A Philadelphia towing company has been charged with buying millions of dollars’ worth of stolen catalytic converters from a network of thieves over three years and reselling them for a profit, local prosecutors announced this week.
The company, TDI Towing, and 11 people were charged in connection with the theft ring, which the authorities said on Tuesday had been dismantled after a nearly yearlong investigation by dozens of law enforcement agencies in several jurisdictions.
The inquiry revealed that at the operation’s peak, TDI Towing was spending at least $10,000 a night buying stolen converters from thieves, also known as cutters, who cycled through the company’s tow yard with the pilfered car parts, according to the Bucks County District Attorney’s Office, which led the investigation.
Investigators found that the yard spent roughly $8.2 million buying the stolen parts.

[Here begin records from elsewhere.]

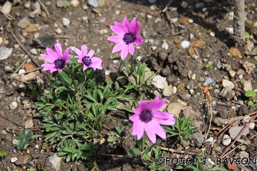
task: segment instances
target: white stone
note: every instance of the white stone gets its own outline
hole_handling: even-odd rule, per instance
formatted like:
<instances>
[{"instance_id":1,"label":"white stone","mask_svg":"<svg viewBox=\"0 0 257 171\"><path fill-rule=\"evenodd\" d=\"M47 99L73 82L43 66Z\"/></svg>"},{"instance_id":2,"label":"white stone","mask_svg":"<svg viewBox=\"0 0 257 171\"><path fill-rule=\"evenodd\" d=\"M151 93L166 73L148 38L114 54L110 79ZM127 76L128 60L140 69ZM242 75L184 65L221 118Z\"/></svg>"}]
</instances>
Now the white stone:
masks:
<instances>
[{"instance_id":1,"label":"white stone","mask_svg":"<svg viewBox=\"0 0 257 171\"><path fill-rule=\"evenodd\" d=\"M247 80L243 81L243 90L248 91L252 90L252 82Z\"/></svg>"},{"instance_id":2,"label":"white stone","mask_svg":"<svg viewBox=\"0 0 257 171\"><path fill-rule=\"evenodd\" d=\"M61 33L62 33L62 30L61 30L60 28L57 28L57 29L56 29L56 32L57 34L61 34Z\"/></svg>"},{"instance_id":3,"label":"white stone","mask_svg":"<svg viewBox=\"0 0 257 171\"><path fill-rule=\"evenodd\" d=\"M164 42L162 45L162 48L165 49L165 50L168 50L169 44L167 42Z\"/></svg>"},{"instance_id":4,"label":"white stone","mask_svg":"<svg viewBox=\"0 0 257 171\"><path fill-rule=\"evenodd\" d=\"M69 19L64 17L64 18L62 18L62 23L64 26L66 27L71 23L71 21Z\"/></svg>"},{"instance_id":5,"label":"white stone","mask_svg":"<svg viewBox=\"0 0 257 171\"><path fill-rule=\"evenodd\" d=\"M36 55L38 54L38 51L36 50L36 49L32 49L30 50L30 52L33 54L33 55Z\"/></svg>"},{"instance_id":6,"label":"white stone","mask_svg":"<svg viewBox=\"0 0 257 171\"><path fill-rule=\"evenodd\" d=\"M187 40L183 40L181 42L181 47L183 49L188 49L190 47L190 42Z\"/></svg>"},{"instance_id":7,"label":"white stone","mask_svg":"<svg viewBox=\"0 0 257 171\"><path fill-rule=\"evenodd\" d=\"M153 81L151 83L157 88L164 89L164 87L168 86L166 77L163 77L160 75L154 77Z\"/></svg>"},{"instance_id":8,"label":"white stone","mask_svg":"<svg viewBox=\"0 0 257 171\"><path fill-rule=\"evenodd\" d=\"M11 103L9 107L11 110L16 109L18 107L18 103L16 101L13 101Z\"/></svg>"},{"instance_id":9,"label":"white stone","mask_svg":"<svg viewBox=\"0 0 257 171\"><path fill-rule=\"evenodd\" d=\"M228 135L225 134L222 140L222 144L227 146L231 143L231 138Z\"/></svg>"},{"instance_id":10,"label":"white stone","mask_svg":"<svg viewBox=\"0 0 257 171\"><path fill-rule=\"evenodd\" d=\"M233 83L233 82L230 81L228 81L228 80L226 80L226 79L222 79L222 86L223 86L223 88L225 87L230 87L231 88L231 89L234 89L234 84Z\"/></svg>"},{"instance_id":11,"label":"white stone","mask_svg":"<svg viewBox=\"0 0 257 171\"><path fill-rule=\"evenodd\" d=\"M255 127L255 122L252 122L249 124L249 129L253 130Z\"/></svg>"}]
</instances>

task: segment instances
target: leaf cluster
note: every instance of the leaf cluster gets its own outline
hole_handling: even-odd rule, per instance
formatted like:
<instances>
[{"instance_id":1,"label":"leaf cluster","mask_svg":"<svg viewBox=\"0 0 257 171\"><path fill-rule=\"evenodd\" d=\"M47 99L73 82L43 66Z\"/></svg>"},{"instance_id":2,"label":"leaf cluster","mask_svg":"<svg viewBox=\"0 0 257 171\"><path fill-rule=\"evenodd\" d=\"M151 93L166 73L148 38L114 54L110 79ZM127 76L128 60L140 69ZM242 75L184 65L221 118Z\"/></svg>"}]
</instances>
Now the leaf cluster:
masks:
<instances>
[{"instance_id":1,"label":"leaf cluster","mask_svg":"<svg viewBox=\"0 0 257 171\"><path fill-rule=\"evenodd\" d=\"M169 127L163 127L165 132L167 133L167 136L178 136L180 144L183 141L188 141L193 135L192 132L196 130L197 127L192 125L190 118L178 118L175 116L174 118L176 120L175 124Z\"/></svg>"}]
</instances>

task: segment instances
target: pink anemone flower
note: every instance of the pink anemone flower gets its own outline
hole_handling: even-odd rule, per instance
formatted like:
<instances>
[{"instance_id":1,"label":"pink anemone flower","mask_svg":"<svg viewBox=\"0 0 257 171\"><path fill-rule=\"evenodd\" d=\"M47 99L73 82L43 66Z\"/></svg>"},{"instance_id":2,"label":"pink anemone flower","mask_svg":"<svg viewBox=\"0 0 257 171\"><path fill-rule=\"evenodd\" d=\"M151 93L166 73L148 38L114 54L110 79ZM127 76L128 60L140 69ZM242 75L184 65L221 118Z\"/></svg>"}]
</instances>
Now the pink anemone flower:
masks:
<instances>
[{"instance_id":1,"label":"pink anemone flower","mask_svg":"<svg viewBox=\"0 0 257 171\"><path fill-rule=\"evenodd\" d=\"M136 22L136 17L134 17L130 24L127 18L125 17L122 24L114 21L114 25L110 25L110 27L117 36L111 36L107 40L118 42L113 47L112 53L121 51L121 57L124 60L128 53L134 55L135 51L134 44L140 45L143 41L138 35L140 23Z\"/></svg>"},{"instance_id":2,"label":"pink anemone flower","mask_svg":"<svg viewBox=\"0 0 257 171\"><path fill-rule=\"evenodd\" d=\"M173 125L175 123L173 114L158 111L165 104L166 99L154 98L150 103L145 101L139 101L138 108L134 109L134 114L130 117L133 122L132 135L137 135L139 140L144 135L144 131L152 143L156 142L156 135L166 139L167 135L160 124Z\"/></svg>"},{"instance_id":3,"label":"pink anemone flower","mask_svg":"<svg viewBox=\"0 0 257 171\"><path fill-rule=\"evenodd\" d=\"M48 55L40 54L40 56L50 64L44 64L41 66L44 67L43 70L50 70L52 73L55 71L62 71L65 66L65 64L69 61L69 57L71 56L68 54L70 49L68 47L66 49L64 53L62 54L62 45L60 43L56 43L54 44L56 47L56 51L53 51L51 49L47 47L47 52Z\"/></svg>"},{"instance_id":4,"label":"pink anemone flower","mask_svg":"<svg viewBox=\"0 0 257 171\"><path fill-rule=\"evenodd\" d=\"M74 57L79 57L77 60L83 64L83 70L86 70L88 67L92 68L95 70L97 68L102 70L103 61L100 57L93 57L95 51L90 50L88 53L88 49L83 44L81 46L81 51L77 48L74 48L74 51L77 53L77 56Z\"/></svg>"}]
</instances>

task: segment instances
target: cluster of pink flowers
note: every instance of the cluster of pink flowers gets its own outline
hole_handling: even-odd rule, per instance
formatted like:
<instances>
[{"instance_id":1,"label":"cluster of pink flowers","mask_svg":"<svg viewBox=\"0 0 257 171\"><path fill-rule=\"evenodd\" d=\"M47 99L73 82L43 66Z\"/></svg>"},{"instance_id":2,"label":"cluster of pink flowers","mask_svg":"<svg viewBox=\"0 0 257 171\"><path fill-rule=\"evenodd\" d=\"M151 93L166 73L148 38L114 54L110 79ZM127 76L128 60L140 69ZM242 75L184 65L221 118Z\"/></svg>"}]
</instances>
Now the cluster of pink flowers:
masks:
<instances>
[{"instance_id":1,"label":"cluster of pink flowers","mask_svg":"<svg viewBox=\"0 0 257 171\"><path fill-rule=\"evenodd\" d=\"M117 36L112 36L107 39L110 41L117 42L113 47L112 53L121 51L121 57L125 60L130 53L132 55L134 53L134 44L140 45L143 41L139 36L140 23L136 22L136 18L134 18L130 23L126 17L124 18L122 23L114 21L114 26L110 25L110 29ZM55 71L62 71L66 64L69 61L71 55L69 54L69 48L66 48L64 53L62 53L62 46L60 43L55 44L56 51L49 48L47 48L47 55L41 54L41 57L49 64L44 64L43 70L50 70L51 73ZM93 57L95 51L90 50L88 53L85 45L81 46L81 51L77 48L74 51L77 55L78 62L83 64L83 70L88 67L95 70L96 69L103 69L102 60L98 57ZM162 139L166 139L166 133L160 124L173 125L175 123L173 114L167 112L158 111L158 110L165 104L165 98L159 99L157 96L149 104L145 101L140 101L138 108L134 109L134 114L130 117L133 122L132 135L137 135L137 140L139 140L144 135L145 130L149 140L152 143L156 143L156 135L158 135Z\"/></svg>"}]
</instances>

That broke down to a weekly average of 175 stolen converters purchased at $300 apiece, adding up to roughly 27,300 units over a three-year period. TDI Towing would then sell the converters to an unnamed purchaser for a profit.
Generally, stolen converters that are sold on the black market end up in the hands of recyclers who extract the valuable metals inside.
The kingpin of the operation was TDI Towing’s owner, Michael Williams, of Philadelphia, said Matthew Weintraub, Bucks County’s district attorney. Mr. Williams, 52, was charged with eight felonies, including criminal conspiracy and corrupt organizations charges. Some of the charges carry a maximum penalty of 20 years in prison.
Prosecutors also charged TDI Towing, the corporation, and a number of its employees with criminal conspiracy. Many of the employees had a “family connection” to Mr. Williams, according to prosecutors. Other charges include theft of a catalytic converter and theft by receiving stolen property.
Ten of the 11 people charged in the case have already been arraigned. One suspect, Richard Allan Page, 39, of Warminster, Pa., remains at large. Mr. Page faces 13 felony counts, including stealing a catalytic converter.
Mr. Williams and his co-defendants were one link in the illegal trade’s chain, Mr. Weintraub said.
Investigators estimated that TDI Towing made an 8 percent profit on each converter it resold to a buyer higher up the chain, according to Mr. Weintraub.
Based on that figure, Mr. Williams’s business took in an estimated $655,200 in profit selling the stolen converters.
Mr. Williams’s lawyer, Bruce L. Castor Jr., said on Thursday that his client had not yet entered a plea. Online court dockets did not list lawyers for the other defendants. A preliminary hearing for the defendants is set for July 5, Mr. Weintraub said.
The charges were among the latest to target a type of crime that has increased substantially across the country in recent years. Catalytic converters, devices that reduce a vehicle’s harmful emissions, contain the precious rare metals platinum, rhodium and palladium, according to the National Insurance Crime Bureau, which tracks automobile thefts and insurance fraud.
The part can be sawed off the belly of a car in a matter of minutes and then sold to scrap yards for hundreds of dollars in some cases.
“That’s quite a windfall — $300 and 100 percent profit for these cutters,” Mr. Weintraub said. “Once word gets out that if you cut them, you have a place to take them and convert them into cold hard cash, that word gets out there and spreads like a virus nonstop.”
The National Insurance Crime Bureau said there were 64,701 insurance claims for stolen catalytic converters in 2022, compared with 16,660 just two years earlier. It can cost car owners anywhere from $1,000 to $3,500 or more to replace them, the organization said.
The authorities have been cracking down on the booming crime.
In November, the Department of Justice said it dismantled a theft ring that spanned several states. In that case, DG Auto Parts LLC, based in New Jersey, purchased stolen converters and sold them to a metal refinery for “over $545 million,” the Department of Justice said.
Mr. Weintraub said that he hoped to win some restitution for people whose converters were stolen, though the sheer scale of the case could make it difficult to identify victims.
“At some point, the members of this organization, including the corporation, will have to decide whether they want to fight this or whether they want to make good and take criminal responsibility,” Mr. Weintraub said. “One of the best ways that they can acknowledge criminal responsibility is by paying back as many people as possible.”